The first instinct of some employers may be to simply let the abuse victim go in the hope that doing so will get rid of the problem.
“The message that sends to other survivors is, ‘Don’t tell, or you’ll lose your job,’” said Mary Byron Project executive director Marcia Roth. One risk in this approach is that no one will know if an abuser arrives at the workplace, because the victim hasn’t notified her employer to watch for him.
Domestic violence also reduces employee productivity: A 2005 national telephone survey by the Corporate Alliance to End Partner Violence found that 21 percent of full-time employed adults were victims of domestic violence and 64 percent of them indicated their work performance was significantly impacted. WorkSafe can help improve productivity by helping employees feel safer.

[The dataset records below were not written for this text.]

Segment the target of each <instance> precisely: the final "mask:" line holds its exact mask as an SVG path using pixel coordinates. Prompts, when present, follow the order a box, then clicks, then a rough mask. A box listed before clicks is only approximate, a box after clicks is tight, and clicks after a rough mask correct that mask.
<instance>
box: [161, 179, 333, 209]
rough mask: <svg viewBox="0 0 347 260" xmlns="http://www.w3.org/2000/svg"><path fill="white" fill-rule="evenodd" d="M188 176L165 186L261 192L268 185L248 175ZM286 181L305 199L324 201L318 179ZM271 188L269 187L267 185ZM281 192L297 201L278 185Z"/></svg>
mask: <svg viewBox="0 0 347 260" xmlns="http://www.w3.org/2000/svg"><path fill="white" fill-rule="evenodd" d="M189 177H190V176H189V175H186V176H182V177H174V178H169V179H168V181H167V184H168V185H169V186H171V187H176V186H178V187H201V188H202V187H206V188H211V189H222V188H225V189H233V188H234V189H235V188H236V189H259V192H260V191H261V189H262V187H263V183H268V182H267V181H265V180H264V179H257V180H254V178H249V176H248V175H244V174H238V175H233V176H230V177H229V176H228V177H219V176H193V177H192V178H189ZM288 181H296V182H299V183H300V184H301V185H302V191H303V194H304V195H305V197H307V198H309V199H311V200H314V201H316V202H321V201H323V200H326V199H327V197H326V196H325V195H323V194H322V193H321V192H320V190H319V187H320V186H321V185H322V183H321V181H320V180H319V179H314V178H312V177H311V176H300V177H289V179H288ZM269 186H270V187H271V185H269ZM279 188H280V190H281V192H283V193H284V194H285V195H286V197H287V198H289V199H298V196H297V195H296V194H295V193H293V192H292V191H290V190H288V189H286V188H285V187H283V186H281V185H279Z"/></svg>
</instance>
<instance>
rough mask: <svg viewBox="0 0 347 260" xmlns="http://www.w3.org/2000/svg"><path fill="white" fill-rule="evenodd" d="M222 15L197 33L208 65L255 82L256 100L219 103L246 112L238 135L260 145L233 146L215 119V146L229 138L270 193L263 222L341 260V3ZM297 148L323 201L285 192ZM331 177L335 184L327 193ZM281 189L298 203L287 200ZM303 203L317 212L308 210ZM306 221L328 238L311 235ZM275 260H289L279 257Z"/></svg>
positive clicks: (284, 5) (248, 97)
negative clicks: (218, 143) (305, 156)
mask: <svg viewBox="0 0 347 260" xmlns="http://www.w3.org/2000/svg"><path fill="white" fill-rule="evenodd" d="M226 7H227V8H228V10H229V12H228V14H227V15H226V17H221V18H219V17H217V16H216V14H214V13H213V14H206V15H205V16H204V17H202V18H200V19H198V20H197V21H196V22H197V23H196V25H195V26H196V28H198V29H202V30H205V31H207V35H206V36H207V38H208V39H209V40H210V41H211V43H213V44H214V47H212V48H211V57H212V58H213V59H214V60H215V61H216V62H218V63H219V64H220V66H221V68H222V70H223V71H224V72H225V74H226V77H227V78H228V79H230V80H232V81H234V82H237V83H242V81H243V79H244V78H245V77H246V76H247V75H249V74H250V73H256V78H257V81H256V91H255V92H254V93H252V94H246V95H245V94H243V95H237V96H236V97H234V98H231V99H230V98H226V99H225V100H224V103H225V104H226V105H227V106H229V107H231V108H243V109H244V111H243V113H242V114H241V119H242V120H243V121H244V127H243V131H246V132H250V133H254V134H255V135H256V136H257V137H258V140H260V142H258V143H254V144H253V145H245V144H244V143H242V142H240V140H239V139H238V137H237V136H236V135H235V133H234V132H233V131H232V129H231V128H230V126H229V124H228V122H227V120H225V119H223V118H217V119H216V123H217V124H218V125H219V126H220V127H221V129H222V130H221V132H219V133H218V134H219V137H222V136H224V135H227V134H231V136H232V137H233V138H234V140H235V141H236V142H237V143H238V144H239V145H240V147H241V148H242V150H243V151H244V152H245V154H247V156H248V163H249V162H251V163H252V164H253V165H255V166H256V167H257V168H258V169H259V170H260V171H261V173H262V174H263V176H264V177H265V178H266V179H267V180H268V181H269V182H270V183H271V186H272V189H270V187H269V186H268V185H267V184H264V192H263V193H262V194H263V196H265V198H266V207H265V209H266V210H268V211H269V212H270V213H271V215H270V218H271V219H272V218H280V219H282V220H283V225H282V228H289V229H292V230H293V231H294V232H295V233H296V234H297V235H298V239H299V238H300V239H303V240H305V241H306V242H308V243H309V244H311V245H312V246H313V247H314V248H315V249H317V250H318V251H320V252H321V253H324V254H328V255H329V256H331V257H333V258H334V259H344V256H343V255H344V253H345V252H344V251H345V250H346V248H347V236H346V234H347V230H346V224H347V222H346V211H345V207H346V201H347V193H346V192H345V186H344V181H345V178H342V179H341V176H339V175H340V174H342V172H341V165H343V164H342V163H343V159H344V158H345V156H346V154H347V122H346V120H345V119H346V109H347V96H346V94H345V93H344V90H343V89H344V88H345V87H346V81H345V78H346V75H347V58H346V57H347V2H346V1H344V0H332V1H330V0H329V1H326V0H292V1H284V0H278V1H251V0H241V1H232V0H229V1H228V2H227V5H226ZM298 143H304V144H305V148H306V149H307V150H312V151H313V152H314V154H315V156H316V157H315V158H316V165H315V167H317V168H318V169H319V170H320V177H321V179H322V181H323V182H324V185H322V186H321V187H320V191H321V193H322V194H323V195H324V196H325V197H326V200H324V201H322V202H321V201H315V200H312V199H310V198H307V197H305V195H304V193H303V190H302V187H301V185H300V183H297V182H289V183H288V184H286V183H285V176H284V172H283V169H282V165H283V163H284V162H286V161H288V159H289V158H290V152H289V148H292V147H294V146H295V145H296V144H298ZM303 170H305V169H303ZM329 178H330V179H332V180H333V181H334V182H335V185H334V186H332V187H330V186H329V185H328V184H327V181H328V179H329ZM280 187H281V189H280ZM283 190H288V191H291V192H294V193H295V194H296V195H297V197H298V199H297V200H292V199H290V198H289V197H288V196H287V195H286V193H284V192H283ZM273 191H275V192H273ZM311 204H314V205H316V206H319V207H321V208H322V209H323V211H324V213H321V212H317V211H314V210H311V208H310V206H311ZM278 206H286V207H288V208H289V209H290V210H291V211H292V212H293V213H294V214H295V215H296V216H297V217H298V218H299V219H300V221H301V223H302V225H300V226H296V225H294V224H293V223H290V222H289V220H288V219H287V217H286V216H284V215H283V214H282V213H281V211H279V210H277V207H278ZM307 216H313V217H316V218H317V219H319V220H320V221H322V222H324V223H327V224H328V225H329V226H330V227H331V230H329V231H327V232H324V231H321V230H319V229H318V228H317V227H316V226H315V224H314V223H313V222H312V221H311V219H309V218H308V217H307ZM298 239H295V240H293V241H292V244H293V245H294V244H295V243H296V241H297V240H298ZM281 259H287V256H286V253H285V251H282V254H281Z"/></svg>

“Many women who become domestic violence victims have few outside contacts, making co-workers the first choice for advice and comfort,” Roth said. “WorkSafe helps equip workplaces with the tools and language to provide support and resources to victims, and helps employers understand why it’s in their best interest to have policies addressing domestic abuse. The goal is to help businesses of all sizes create safer workplaces while reducing the economic, legal and productivity risks in the workplace that are associated with domestic violence.”
The KCW Statewide HopeLine Drive was launched at the beginning of Domestic Violence Awareness Month in October and lasted through November 30. Collection sites included local offices of 18 state government agencies, 29 University of Kentucky fraternities and sororities, family court and car licensing offices and several small businesses. The 24 KCW Commissioners also took HopeLine collection boxes with them to events across the state during the drive.
HopeLine turns no-longer-used wireless devices and accessories into cash grants and other support for domestic violence programs nationwide. Including this grant, Verizon has given more than $158,000 for domestic violence prevention and response in Kentucky in 2014.
Lauren Love-Wright is president of Verizon Wireless’ Kentucky, Michigan and Indiana region.